Hay quien dice que, aunque quisiera, no podría hablar a favor de los rohingyas sin poner en riesgo la estabilidad del país, y que es por eso que decidió no acudir a la Asamblea General de Naciones Unidas este mes y enviar en su lugar al vicepresidente.
“Aung San Suu Kyi camina sobre una cuerda floja muy fina, ya que los militares tienen aún una posición muy influyente en el país”, dijo a los medios Shyam Saran, exjefe del servicio exterior indio y quien fuera embajador en Myanmar en los 90.
Y Benedict Rogers, del equipo para Asia oriental de la organización Christian Solidarity Worldwide y especialista en Myanmar, va más allá.
“Hasta qué punto habla por ella y su gobierno y hasta qué punto está imponiendo la agenda del ejército, eso es algo que no está claro todavía”, le dijo al diario británico The Guardian.
“Aunque también habría que preguntarse qué información está recibiendo y quién se la está proveyendo, y qué desinformación le está dando el ejército”.
“Sin evidencias de desacuerdo”
Pero Penny Green, de la Universidad Queen Mary, insiste en que “no hay evidencias de que los dos gobiernos que hoy existen en el país, el militar que está acaparando un enorme poder y el civil, estén en desacuerdo” con respecto a los rohingyas.

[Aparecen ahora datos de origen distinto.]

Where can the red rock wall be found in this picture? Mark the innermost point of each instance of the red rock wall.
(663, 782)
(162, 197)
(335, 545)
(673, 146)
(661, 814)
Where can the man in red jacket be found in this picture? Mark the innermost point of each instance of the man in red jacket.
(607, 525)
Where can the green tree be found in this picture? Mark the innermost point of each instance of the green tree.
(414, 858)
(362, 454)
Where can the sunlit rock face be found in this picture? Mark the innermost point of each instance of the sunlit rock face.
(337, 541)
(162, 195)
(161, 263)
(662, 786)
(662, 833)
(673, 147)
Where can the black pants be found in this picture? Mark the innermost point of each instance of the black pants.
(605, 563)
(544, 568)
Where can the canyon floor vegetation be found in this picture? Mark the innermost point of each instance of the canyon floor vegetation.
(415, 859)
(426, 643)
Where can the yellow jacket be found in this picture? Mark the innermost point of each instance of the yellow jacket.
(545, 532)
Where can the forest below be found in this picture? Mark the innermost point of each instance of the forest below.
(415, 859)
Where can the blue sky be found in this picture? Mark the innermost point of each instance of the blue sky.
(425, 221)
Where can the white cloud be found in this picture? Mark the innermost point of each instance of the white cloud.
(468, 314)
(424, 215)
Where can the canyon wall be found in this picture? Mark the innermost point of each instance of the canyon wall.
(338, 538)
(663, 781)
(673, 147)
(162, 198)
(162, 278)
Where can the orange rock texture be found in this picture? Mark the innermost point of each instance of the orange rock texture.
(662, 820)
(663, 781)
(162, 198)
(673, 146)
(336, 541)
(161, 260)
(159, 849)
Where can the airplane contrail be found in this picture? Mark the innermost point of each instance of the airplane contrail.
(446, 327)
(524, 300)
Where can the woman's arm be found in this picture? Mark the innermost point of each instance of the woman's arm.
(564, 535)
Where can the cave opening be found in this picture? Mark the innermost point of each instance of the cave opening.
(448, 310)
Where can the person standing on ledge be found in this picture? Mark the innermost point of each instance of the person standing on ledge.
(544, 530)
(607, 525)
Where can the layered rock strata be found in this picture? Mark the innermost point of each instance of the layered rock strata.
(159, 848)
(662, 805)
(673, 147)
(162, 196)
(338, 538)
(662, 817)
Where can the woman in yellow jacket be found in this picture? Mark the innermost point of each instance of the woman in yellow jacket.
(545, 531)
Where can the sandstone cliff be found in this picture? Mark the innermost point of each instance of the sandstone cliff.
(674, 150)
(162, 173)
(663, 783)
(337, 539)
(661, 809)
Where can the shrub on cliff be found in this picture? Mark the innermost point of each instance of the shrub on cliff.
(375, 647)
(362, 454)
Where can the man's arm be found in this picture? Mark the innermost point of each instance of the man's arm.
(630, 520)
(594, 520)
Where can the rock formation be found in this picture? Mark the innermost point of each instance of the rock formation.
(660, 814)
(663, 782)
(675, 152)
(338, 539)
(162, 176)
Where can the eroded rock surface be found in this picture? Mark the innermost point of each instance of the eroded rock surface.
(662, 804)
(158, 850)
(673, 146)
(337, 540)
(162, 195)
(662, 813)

“Aung San Suu Kyi no se ha distanciado de los militares y sí, puede que tenga muy poca capacidad para controlarlos”, reconoce.
Al fin y al cabo, la nueva Constitución que rige el país fue escrita por ellos y les garantiza una importante presencia en el Parlamento y el control de tres ministerios cruciales, el del Interior, el de Defensa y el de Asuntos Fronterizos.
“Sin embargo, tampoco estoy segura de que quiera hacerlo”, sentencia Green.
Tampoco hay que olvidar que ella misma, hija de un general que luchó en la guerra por la independencia de Reino Unido, habló en el pasado del aprecio que siente hacia los uniformados.
“Me entiendo con el ejército. Fui criada para que los considerara mis amigos. Así que no puedo sentir hacia ellos el mismo tipo de hostilidad que muestra ahora la gente”, le contó al periodista Steven Erlanger del New York Times en enero de 1989.
Ahora, el gobierno civil de San Suu Kyi y los militares “mantienen una relación de poder muy compleja”, cree Green.
Y añade: “Ella siempre fue una política extremadamente ambiciosa”.
A esa ambición hizo también referencia Jody Williams, también Premio Nobel de la Paz, en una entrevista ofrecida a BBC Mundo y publicada este jueves.
“Yo creo que ella siempre supo lo que quería y nosotros no lo vimos. Creo que quería el poder. Ahora lo tiene. Y ella misma ha dicho: ‘Yo no soy una activista por los derechos humanos’, ‘fue otra gente la que intentó convertirme en un icono de derechos humanos'”.
“No está preocupada por los derechos de todo el mundo en Myanmar. Lo que me parece a mí es que está preocupada sobre todo por su poder”.
Y esto hace irremediablemente recordar lo que la propia San Suu Kyi escribió en 1991 en Freedom from Fear, uno de sus textos más célebres.
“No es el poder el que corrompe sino el miedo. El miedo a perder el poder corrompe a quienes lo ostentan”.